Abstract

A series of skeletal and dentoalveolar/occlusal criteria were proposed for choosing the treatment modality for the management of midface hypoplasia in cleft lip/palate patients, focusing on functional improvement, aesthetics, and minimizing the risk of recurrence and secondary alterations. For which, 42 patients with nonsyndromic cleft lip/palate, all with previous primary lip/palate surgeries and without previous osteotomies, were analyzed.
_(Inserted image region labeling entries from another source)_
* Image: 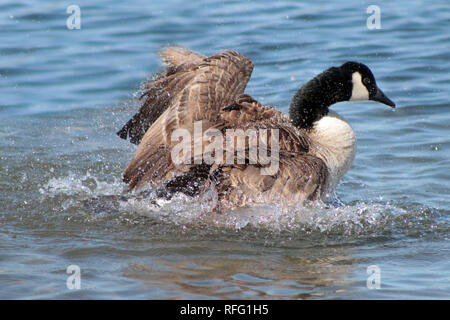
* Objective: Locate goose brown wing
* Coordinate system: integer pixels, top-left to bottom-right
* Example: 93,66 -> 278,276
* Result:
217,95 -> 328,208
122,50 -> 253,189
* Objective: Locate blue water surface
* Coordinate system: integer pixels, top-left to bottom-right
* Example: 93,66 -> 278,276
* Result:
0,0 -> 450,299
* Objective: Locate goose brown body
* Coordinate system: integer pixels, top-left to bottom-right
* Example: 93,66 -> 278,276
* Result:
118,48 -> 392,210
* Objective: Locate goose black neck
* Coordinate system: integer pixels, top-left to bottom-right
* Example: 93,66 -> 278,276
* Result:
289,68 -> 352,129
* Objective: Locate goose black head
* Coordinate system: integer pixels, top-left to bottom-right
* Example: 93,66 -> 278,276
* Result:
340,61 -> 395,108
289,61 -> 395,129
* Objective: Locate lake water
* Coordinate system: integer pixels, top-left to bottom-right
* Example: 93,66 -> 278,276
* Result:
0,0 -> 450,299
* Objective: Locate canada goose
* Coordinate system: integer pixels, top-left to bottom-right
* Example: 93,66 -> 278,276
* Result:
118,47 -> 395,210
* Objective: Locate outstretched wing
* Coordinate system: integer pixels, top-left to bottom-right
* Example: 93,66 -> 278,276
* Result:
119,50 -> 253,189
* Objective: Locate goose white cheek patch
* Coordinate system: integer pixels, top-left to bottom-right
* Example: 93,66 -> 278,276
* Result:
350,72 -> 369,101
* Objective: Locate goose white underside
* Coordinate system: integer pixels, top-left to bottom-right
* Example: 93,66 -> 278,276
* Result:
309,110 -> 356,193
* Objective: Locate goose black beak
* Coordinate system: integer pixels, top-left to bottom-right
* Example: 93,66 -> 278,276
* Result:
370,88 -> 395,108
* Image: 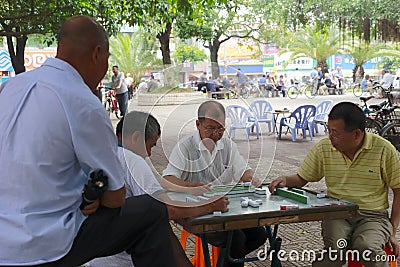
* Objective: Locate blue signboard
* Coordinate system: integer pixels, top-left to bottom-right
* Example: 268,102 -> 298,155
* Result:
334,55 -> 379,70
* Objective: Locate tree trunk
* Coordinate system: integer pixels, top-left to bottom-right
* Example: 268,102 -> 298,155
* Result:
7,35 -> 28,74
209,36 -> 221,79
157,23 -> 176,88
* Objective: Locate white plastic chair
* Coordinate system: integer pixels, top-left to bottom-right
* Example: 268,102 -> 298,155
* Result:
249,100 -> 275,133
226,105 -> 259,140
308,100 -> 333,136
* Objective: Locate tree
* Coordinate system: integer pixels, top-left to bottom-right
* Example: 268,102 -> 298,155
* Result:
346,41 -> 400,82
0,0 -> 119,74
280,25 -> 346,69
110,30 -> 161,87
174,44 -> 207,63
177,0 -> 256,79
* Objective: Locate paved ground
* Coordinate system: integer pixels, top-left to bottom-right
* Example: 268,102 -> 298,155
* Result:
112,94 -> 400,266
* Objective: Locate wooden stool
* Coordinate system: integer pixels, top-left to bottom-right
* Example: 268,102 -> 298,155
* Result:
180,229 -> 220,267
347,247 -> 397,267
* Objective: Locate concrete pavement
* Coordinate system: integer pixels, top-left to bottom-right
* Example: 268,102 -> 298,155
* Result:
111,94 -> 400,266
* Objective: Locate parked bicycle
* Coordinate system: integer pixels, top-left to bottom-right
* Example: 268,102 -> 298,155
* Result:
100,86 -> 119,119
360,93 -> 400,134
234,82 -> 261,98
287,83 -> 316,99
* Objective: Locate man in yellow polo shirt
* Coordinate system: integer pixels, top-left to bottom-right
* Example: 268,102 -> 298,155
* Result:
269,102 -> 400,267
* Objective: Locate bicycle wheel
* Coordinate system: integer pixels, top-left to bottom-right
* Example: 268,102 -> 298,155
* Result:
112,100 -> 119,119
353,84 -> 364,97
380,122 -> 400,151
303,85 -> 317,99
288,86 -> 300,99
365,117 -> 383,134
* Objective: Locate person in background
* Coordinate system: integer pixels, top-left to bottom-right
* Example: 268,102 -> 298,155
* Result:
310,67 -> 318,94
269,102 -> 400,267
0,16 -> 177,267
361,74 -> 373,95
85,111 -> 229,267
111,65 -> 128,116
147,74 -> 158,92
163,101 -> 267,267
276,75 -> 286,97
125,73 -> 133,99
378,69 -> 393,98
258,74 -> 267,94
266,75 -> 276,97
335,66 -> 343,89
197,71 -> 208,93
236,68 -> 247,94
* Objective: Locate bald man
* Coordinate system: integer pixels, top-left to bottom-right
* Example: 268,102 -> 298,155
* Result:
0,16 -> 176,267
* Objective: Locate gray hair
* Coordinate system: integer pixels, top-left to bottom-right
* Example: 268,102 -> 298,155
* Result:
122,111 -> 161,142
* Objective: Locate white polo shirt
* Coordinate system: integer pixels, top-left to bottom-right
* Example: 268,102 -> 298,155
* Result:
163,131 -> 250,184
0,58 -> 124,265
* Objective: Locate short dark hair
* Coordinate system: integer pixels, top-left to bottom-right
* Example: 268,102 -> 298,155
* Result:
197,100 -> 225,121
122,111 -> 161,141
328,102 -> 365,132
115,117 -> 124,136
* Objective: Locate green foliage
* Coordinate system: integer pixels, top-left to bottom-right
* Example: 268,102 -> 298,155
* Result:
110,30 -> 161,84
174,44 -> 207,63
280,25 -> 347,68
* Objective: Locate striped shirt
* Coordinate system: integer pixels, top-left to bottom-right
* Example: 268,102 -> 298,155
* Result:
298,133 -> 400,210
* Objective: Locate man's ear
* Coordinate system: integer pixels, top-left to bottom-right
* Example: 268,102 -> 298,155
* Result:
92,45 -> 101,63
355,129 -> 364,139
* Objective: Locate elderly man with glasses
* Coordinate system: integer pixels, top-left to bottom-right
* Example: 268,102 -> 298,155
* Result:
163,101 -> 267,267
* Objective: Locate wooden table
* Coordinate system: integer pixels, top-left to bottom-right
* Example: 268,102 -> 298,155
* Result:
168,186 -> 358,267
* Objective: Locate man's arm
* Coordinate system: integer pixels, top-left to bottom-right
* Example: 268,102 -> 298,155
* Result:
159,194 -> 229,221
268,174 -> 308,194
160,175 -> 210,195
240,169 -> 262,187
389,188 -> 400,257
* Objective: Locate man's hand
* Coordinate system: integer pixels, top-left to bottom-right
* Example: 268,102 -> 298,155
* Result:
386,234 -> 400,258
268,176 -> 286,194
211,196 -> 229,212
186,183 -> 211,196
81,199 -> 100,216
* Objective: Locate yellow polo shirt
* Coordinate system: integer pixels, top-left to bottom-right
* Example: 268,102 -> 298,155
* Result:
298,133 -> 400,210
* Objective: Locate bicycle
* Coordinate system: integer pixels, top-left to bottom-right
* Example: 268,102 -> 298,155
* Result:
360,92 -> 400,134
234,83 -> 260,99
379,122 -> 400,152
100,86 -> 119,119
287,83 -> 316,99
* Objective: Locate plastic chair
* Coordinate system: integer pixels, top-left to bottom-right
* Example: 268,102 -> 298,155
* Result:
278,105 -> 315,142
309,100 -> 333,136
249,100 -> 275,133
226,105 -> 259,140
180,229 -> 220,267
347,247 -> 398,267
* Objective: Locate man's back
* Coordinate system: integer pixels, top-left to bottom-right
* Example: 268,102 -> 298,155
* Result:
0,59 -> 122,265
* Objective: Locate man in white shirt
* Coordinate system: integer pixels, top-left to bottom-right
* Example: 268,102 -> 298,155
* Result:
0,16 -> 176,267
163,101 -> 267,267
378,69 -> 393,97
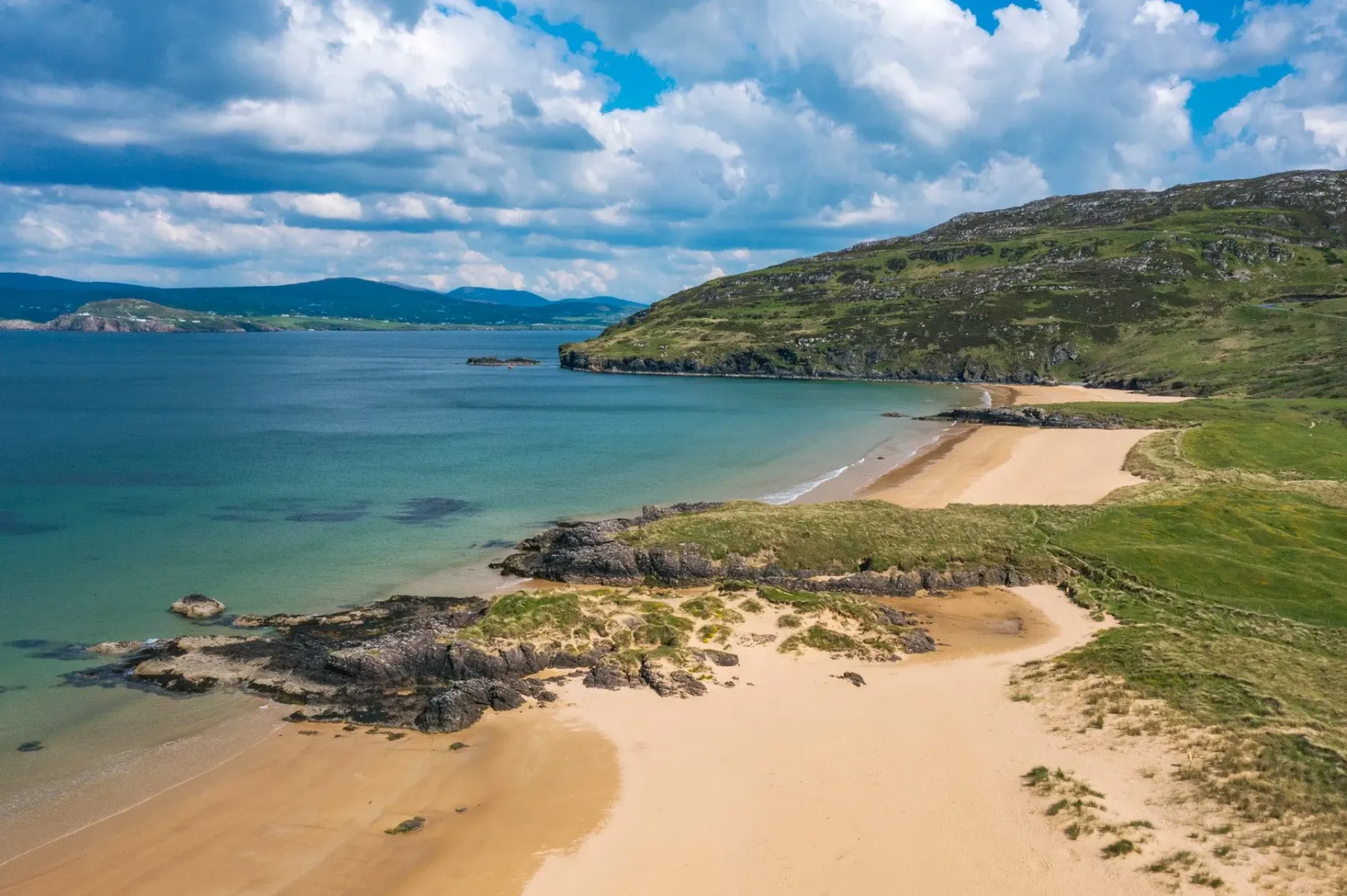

Orthognathic surgery (OS) (n = 24) and maxillary distraction osteogenesis (n = 18) with anterior segmental osteotomies (segmental distraction osteogenesis [SD]), alveolar transport disc (TD), and midface total distraction osteogenesis (TDO) by modified Le Fort III osteotomy was done.The average of maxillary advancement for OS was 5.58 ± 0.83 mm, for SD 9.4 ± 0.89 mm, for TD 8.00 ± 1.00 mm, and for TDO was 8.13 ± 1.55 mm.In the presence of infraorbital and/or zygomatic hypoplasia, TDO was performed using skeletal anchorage, with the requirement of occlusal stability in dental cast in occlusion. In short maxillary arch without dental cast feasibility in occlusion, hypodontia/agenesis or absence of premaxilla, TD and SD was performed. There was only 1 mm of recurrence in 1 patient of each group. Changes in speech were detected in 2 patients in the OS group (8.3%). Orthognathic surgery can be indicated for advancements ≤7 mm not requiring orbito-zygomatic advancement, whereas distraction osteogenesis can be indicated for advances >8 mm with or without the need for orbito-zygomatic advancement, in addition with other dentoalveolar factors and velopharyngeal function.